It's like a condom for large conductors


----------



## kevink1955 (Apr 25, 2012)

Cummins uses copper shiim on their GenSets to terminate multiple output leads on 1 lug of the main breaker. First time I saw it I had to look twice but it makes sense as the stator leads are fine stranded and would not stay in place without it.


----------



## sseivard (Apr 25, 2012)

I would solder it before I used foil. I would think the lug would damage the foil and mess up the strands.


----------



## hardworkingstiff (Jan 22, 2007)

sseivard said:


> I would solder it before I used foil. I would think the lug would damage the foil and mess up the strands.


If that was true, I would think SQ D would not have published their doc.


----------



## Bbsound (Dec 16, 2011)

No I dont think an inspector should blindly pass that, nor do I think there is anything wrong with it. 

When we cant use crimp on lugs, we use shoo pins made by greaves. 

They are made spefically for the DLO cable to mechanical lugs terminations.


----------



## sseivard (Apr 25, 2012)

hardworkingstiff said:


> If that was true, I would think SQ D would not have published their doc.



I see what you mean. However in the pic it looks more like a sleeve then the metal stock the op posted. I guess I just have a thinner metal stock in mind.


----------



## Southeast Power (Jan 18, 2009)

Fwiw, I just strip the cable, wrap the very end of the exposed conductors with jap rap, shove it in the lug and hit it with the 18 volt impact. 
Not kosher but have hundreds of them out there and no failures. Yet.


----------



## Jlarson (Jun 28, 2009)

I read that whitepaper as a suggestion to OEM's using flex cable in large amounts on equipment they will be getting a listing on not for field use.


----------



## BBQ (Nov 16, 2010)

sseivard said:


> I would solder it before I used foil.

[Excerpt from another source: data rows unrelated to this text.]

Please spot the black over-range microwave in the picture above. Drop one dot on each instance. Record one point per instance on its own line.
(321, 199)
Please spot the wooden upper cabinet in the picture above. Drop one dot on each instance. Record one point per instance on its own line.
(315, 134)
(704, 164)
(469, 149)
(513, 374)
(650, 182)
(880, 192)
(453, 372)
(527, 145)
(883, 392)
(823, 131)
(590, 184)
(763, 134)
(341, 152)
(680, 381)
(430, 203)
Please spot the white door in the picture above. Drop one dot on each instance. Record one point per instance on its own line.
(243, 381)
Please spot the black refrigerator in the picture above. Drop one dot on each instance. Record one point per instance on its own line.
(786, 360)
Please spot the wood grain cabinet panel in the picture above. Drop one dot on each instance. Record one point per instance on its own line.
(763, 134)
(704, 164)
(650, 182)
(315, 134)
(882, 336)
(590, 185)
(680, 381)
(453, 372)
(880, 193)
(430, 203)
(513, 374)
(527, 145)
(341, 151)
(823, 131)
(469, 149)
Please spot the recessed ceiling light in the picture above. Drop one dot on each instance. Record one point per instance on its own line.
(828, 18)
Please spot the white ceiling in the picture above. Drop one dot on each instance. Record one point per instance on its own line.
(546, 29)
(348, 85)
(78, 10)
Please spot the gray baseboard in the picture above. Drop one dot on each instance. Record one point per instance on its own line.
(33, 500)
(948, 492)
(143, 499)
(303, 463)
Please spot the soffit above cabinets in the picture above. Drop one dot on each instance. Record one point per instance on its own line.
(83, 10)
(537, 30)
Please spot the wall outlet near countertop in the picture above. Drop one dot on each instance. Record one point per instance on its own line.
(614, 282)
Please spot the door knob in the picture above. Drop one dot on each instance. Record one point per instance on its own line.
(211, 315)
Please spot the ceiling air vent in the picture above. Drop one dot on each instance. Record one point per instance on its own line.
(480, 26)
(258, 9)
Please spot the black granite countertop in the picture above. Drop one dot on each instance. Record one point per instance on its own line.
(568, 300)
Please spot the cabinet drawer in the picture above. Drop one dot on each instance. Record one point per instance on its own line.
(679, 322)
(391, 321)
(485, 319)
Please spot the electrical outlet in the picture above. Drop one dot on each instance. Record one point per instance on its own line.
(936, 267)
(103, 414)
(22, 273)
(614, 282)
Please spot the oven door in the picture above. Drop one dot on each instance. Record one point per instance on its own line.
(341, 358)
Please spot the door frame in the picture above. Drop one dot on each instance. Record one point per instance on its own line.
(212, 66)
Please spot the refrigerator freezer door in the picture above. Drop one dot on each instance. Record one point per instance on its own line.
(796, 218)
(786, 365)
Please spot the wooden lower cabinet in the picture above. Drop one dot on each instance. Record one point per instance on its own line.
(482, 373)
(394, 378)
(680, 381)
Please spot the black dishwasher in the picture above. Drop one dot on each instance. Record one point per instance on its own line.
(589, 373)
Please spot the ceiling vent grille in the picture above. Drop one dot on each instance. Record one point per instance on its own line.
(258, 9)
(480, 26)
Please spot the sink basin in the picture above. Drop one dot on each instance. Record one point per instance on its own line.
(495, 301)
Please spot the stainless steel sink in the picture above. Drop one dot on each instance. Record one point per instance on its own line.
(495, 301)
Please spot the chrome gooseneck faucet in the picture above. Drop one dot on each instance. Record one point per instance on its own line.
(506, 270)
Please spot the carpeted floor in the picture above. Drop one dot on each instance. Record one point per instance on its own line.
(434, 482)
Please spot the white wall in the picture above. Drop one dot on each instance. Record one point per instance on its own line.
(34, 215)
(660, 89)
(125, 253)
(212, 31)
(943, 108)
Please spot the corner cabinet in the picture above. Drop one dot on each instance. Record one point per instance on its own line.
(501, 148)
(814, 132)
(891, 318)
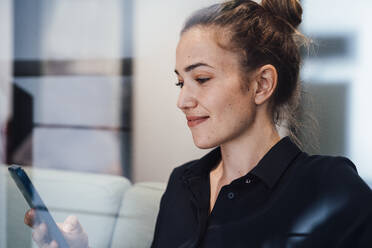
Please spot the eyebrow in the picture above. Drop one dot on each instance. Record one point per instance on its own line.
(192, 67)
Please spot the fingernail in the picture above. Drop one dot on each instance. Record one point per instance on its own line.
(68, 227)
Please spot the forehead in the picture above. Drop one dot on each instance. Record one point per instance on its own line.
(200, 44)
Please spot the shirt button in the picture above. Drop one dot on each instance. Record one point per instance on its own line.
(231, 195)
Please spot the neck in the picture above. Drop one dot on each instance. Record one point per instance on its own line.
(241, 155)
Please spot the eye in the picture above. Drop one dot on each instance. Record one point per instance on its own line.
(202, 80)
(179, 84)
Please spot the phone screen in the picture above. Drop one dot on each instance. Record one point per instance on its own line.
(33, 199)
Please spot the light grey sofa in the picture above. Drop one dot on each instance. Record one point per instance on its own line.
(114, 212)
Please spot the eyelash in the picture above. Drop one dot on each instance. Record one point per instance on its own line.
(199, 80)
(179, 84)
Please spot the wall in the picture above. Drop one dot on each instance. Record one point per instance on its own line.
(5, 81)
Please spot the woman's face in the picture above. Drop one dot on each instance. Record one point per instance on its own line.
(217, 106)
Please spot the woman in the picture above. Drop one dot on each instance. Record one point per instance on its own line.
(237, 65)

I would think the lug would damage the foil and mess up the strands.


I want to see someone solder or tin 4/0 power cable without burning up the insulation.


----------



## don_resqcapt19 (Jul 18, 2010)

BBQ said:


> I want to see someone solder or tin 4/0 power cable without burning up the insulation.


 An old fashioned "dip pot" should do the job.


----------



## Bulldog (Jan 28, 2009)

I would require a cut sheet on the product, to ensure that is was approved the that use.


----------